Additional amendments to the recognition of excess tax benefits, accounting for income taxes and minimum statutory withholding
tax requirements had no impact to retained earnings as of January 1, 2016, where the cumulative effect of these changes is required
to be recorded. We have elected to account for forfeitures as they occur to determine the amount of compensation cost to be recognized
in each period.
In
November 2016, the FASB issued ASU No. 2016-18, “Statement of Cash Flows (Topic 230).” ASU No. 2016-18 requires that
restricted cash be included with cash and cash equivalents when reconciling the change in cash flow. This guidance is reflected
in these financial statements.
In
January 2017, the FASB issued ASU 2017-04, Simplifying the Test for Goodwill Impairment, which removes the second step of the
two-step goodwill impairment test. Under ASU 2017-04, an entity will apply a one-step quantitative test and record the amount
of goodwill impairment as the excess of a reporting unit’s carrying amount over its fair value, not to exceed the total
amount of goodwill allocated to the reporting unit. ASU 2017-04 does not amend the optional qualitative assessment of goodwill
impairment. Additionally, an entity should consider income tax effects from any tax-deductible goodwill on the carrying amount
of the reporting unit when measuring the goodwill impairment loss, if applicable. ASU 2017-04 is effective for annual or any interim
goodwill impairment tests in fiscal years beginning after December 15, 2019; early adoption is permitted for interim or annual
goodwill impairment tests performed on testing dates after January 1, 2017. The Company has not elected early adoption of this
standard and is currently in the process of evaluating the impact of adopting ASU 2017-04 and cannot currently estimate the financial
statement impact of adoption.
In
May 2017, the FASB issued ASU No. 2017-09, “Compensation – Stock Compensation (Topic 718): Scope of Modification Accounting.”

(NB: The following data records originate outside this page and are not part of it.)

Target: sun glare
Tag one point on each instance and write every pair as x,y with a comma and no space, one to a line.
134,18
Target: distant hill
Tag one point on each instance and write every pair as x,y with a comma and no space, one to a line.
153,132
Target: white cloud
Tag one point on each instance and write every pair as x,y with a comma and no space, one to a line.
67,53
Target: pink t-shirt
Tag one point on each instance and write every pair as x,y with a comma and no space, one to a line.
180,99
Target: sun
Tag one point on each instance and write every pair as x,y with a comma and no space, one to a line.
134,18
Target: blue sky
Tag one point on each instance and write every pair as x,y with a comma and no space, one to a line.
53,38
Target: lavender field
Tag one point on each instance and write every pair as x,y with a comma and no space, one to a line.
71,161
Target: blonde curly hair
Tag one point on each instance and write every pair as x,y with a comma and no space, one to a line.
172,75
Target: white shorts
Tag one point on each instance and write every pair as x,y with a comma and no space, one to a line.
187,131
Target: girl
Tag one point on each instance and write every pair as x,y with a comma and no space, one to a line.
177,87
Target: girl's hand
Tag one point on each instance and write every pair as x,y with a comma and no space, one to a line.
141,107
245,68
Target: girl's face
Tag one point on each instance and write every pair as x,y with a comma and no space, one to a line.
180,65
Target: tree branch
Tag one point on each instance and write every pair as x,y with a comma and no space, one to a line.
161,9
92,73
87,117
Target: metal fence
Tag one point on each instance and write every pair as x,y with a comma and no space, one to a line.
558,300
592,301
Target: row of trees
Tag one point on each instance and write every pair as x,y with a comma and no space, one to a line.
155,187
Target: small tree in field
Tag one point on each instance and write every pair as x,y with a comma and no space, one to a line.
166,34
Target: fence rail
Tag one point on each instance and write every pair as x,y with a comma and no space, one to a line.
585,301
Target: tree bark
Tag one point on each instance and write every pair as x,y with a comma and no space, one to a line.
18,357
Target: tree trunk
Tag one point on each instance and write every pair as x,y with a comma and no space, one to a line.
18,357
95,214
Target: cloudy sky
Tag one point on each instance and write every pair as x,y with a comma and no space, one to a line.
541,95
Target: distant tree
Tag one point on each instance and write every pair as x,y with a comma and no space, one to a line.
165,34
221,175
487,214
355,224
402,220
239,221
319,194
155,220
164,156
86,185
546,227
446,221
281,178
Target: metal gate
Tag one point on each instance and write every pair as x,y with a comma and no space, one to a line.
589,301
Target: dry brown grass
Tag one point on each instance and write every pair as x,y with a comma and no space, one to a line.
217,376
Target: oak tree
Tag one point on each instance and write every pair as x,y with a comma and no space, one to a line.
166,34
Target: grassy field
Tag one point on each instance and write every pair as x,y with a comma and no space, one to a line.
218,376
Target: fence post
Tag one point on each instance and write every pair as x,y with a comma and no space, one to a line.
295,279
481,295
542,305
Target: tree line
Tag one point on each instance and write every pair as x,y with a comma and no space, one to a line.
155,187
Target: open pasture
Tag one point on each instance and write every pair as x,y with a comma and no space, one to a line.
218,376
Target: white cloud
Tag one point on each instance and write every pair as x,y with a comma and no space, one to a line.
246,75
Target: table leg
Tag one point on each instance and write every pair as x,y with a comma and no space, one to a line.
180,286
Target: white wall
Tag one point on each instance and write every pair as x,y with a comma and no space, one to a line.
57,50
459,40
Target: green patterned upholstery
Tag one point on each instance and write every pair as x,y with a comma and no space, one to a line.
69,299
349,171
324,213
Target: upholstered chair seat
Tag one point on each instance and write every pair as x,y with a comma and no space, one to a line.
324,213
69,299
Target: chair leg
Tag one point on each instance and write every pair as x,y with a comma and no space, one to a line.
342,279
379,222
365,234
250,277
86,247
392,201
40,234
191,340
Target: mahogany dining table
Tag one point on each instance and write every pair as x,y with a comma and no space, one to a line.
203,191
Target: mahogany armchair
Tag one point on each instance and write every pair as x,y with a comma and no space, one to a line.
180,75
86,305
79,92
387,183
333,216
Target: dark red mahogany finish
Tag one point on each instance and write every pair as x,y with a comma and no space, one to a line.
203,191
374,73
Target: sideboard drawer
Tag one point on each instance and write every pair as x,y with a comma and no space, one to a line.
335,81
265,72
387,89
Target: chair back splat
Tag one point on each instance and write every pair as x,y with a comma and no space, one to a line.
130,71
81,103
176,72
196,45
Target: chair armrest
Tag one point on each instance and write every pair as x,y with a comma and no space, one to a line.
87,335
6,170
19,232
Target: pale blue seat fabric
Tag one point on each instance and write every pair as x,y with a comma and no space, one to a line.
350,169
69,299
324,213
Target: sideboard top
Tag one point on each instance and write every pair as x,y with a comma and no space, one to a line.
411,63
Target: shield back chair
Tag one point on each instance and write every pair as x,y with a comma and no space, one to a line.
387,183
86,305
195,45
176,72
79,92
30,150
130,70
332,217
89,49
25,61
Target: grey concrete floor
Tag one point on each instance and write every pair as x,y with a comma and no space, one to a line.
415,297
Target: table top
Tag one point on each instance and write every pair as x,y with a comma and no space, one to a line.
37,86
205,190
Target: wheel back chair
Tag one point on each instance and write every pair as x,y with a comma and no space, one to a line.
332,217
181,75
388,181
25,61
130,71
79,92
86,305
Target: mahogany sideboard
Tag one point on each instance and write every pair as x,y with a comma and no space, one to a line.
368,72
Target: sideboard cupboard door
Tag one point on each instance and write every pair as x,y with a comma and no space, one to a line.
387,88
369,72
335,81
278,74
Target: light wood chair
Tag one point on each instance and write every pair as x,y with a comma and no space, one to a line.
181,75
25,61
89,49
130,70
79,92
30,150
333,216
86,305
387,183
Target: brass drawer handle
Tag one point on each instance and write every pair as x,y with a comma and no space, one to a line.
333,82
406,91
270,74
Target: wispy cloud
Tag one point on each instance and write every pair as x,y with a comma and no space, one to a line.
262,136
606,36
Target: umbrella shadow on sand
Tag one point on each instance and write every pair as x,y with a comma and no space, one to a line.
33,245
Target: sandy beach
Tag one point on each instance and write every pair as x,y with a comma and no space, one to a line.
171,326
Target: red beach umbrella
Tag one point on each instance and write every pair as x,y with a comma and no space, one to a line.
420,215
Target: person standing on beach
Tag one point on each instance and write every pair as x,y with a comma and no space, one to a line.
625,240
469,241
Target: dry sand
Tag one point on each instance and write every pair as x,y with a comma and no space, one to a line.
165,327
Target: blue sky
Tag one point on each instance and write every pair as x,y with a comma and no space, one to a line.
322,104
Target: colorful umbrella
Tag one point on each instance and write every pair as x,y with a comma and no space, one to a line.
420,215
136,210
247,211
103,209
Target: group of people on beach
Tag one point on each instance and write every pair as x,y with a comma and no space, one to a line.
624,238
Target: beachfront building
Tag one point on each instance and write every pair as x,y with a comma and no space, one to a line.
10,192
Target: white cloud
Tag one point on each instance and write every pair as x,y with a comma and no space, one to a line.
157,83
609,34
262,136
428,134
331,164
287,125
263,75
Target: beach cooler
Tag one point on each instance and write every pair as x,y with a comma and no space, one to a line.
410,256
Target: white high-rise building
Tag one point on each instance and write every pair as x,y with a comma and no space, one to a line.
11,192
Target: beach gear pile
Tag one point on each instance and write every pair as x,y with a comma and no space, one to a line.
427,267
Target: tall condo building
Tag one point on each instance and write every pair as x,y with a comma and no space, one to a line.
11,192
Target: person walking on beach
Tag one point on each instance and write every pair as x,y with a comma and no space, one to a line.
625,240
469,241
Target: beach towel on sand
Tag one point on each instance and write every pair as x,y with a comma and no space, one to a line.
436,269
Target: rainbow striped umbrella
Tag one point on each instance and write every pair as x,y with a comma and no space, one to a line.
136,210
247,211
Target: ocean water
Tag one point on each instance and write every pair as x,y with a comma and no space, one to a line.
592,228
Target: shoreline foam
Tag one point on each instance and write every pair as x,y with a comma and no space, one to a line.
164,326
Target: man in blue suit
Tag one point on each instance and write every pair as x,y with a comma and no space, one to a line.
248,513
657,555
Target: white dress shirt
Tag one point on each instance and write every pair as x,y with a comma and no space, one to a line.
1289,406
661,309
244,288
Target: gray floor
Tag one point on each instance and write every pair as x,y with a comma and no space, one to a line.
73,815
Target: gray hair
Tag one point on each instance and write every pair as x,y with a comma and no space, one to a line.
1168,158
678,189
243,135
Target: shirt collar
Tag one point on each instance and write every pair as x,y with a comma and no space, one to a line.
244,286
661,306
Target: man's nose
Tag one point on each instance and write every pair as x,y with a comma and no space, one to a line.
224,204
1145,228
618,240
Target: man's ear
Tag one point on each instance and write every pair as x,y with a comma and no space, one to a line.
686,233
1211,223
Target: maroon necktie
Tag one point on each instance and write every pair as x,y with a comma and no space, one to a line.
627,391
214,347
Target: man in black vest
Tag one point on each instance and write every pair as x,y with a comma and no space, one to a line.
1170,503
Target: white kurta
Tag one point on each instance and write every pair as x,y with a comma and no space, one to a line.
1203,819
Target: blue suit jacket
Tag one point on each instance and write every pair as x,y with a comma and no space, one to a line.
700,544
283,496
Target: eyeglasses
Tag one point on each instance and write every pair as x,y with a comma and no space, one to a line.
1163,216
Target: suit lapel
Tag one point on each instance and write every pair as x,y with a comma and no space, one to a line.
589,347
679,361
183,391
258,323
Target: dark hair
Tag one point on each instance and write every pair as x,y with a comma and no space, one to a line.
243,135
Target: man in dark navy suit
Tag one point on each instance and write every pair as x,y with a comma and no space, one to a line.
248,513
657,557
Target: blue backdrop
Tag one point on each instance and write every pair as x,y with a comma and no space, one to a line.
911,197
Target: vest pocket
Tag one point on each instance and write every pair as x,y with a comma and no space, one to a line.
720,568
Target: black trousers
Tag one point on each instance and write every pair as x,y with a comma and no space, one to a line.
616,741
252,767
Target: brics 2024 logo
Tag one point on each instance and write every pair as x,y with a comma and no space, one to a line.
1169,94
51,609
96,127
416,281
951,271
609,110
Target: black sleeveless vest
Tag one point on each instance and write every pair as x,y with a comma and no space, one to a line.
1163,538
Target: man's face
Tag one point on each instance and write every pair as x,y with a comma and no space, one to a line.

The amendments in this update provide guidance about which changes to the terms or conditions of a share-based award require an
entity to apply modification accounting in Topic 718. The guidance will be effective for the Company for its fiscal year 2018,
with early adoption permitted. The Company does not expect this ASU to materially impact the Company’s consolidated financial
statements.
Accounting
standards that have been issued or proposed by the FASB or other standards-setting bodies that do not require adoption until a
future date are not expected to have a material impact on the consolidated financial statements upon adoption.
Subsequent
Events
None
noted.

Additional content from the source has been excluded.